Жан-Пьер Шевенман - 1914–2014. Европа выходит из истории? Страница 6
Жан-Пьер Шевенман - 1914–2014. Европа выходит из истории? читать онлайн бесплатно
В 1923 г. сын австро-венгерского дипломата Рихард Куденхове-Калерги сформулировал «панъевропейский» проект и основал «Панъевропейский союз», который во Франции повлиял на Аристида Бриана, а в Германии – на Густава Штреземана. Однако попытки Бриана создать политический союз были предприняты слишком поздно (в 1930 г.) и не учитывали стремления Германии начать не с политического, а с экономического сближения (как логическое продолжение проектов, обсуждавшихся до 1914 г., и прообраз Общего рынка 1957 г.). В любом случае Германия в то время вовсе не собиралась признавать свои восточные границы с Польшей. А это было немалым препятствием для любой интеграции…

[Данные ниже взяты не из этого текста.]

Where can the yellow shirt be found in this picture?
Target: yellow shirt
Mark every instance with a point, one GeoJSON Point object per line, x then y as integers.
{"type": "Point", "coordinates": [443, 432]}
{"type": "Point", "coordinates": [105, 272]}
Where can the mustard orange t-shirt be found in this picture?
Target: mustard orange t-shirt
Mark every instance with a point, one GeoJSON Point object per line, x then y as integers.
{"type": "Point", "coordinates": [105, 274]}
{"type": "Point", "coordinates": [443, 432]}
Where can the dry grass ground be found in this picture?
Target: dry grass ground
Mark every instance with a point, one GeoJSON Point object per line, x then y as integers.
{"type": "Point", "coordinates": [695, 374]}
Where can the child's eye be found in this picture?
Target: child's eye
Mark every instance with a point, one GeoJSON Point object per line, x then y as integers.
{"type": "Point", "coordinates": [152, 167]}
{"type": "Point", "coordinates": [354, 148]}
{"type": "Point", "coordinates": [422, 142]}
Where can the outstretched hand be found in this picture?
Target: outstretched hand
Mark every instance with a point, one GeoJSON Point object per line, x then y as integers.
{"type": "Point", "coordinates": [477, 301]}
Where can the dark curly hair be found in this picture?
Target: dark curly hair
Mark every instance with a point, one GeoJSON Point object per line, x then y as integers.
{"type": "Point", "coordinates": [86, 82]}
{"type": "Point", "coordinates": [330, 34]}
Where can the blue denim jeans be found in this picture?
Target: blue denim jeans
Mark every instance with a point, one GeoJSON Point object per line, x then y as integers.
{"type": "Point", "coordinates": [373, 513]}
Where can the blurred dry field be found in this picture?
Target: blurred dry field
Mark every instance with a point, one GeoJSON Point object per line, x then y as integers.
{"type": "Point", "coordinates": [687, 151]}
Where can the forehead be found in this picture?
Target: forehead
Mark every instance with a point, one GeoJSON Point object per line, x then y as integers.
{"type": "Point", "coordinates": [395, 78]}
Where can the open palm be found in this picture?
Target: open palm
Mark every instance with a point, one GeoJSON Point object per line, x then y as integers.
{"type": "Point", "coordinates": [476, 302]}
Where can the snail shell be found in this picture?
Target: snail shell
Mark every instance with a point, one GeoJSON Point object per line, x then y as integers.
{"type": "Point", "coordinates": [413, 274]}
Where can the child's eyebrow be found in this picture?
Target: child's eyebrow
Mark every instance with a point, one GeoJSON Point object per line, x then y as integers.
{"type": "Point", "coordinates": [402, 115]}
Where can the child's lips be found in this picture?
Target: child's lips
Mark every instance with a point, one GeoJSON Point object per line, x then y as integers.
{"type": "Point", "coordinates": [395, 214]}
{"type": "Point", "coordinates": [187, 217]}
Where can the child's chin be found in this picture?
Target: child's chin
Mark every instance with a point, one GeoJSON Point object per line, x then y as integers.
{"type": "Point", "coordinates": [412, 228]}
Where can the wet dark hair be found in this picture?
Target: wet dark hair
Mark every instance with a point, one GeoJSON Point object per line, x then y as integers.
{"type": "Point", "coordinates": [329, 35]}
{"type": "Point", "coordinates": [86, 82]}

Выступая в 1950 г. в Аахене на вручении ему премии Карла Великого, Рихард Куденхове-Калерги сформулировал долгосрочную цель в духе устремлений, которые Германия и Австро-Венгрия лелеяли до 1914 г.: «Объединенная Европа от Исландии до Турции и от Финляндии до Португалии», а также более скромный проект, не столь удаленный от реалий холодной войны, разделившей тогда Европу: союз, тоже названный им в честь Карла Великого, который должен был объединить Францию, Западную Германию, Италию и Бенилюкс: «Речь идет ни больше ни меньше, как о возрождении Каролингской империи на демократических, федеральных и социальных основах». Он предложил создать «Федеральную конституцию, которая бы позволила выстроить будущие франко-германские отношения на базе законов, а не договоров».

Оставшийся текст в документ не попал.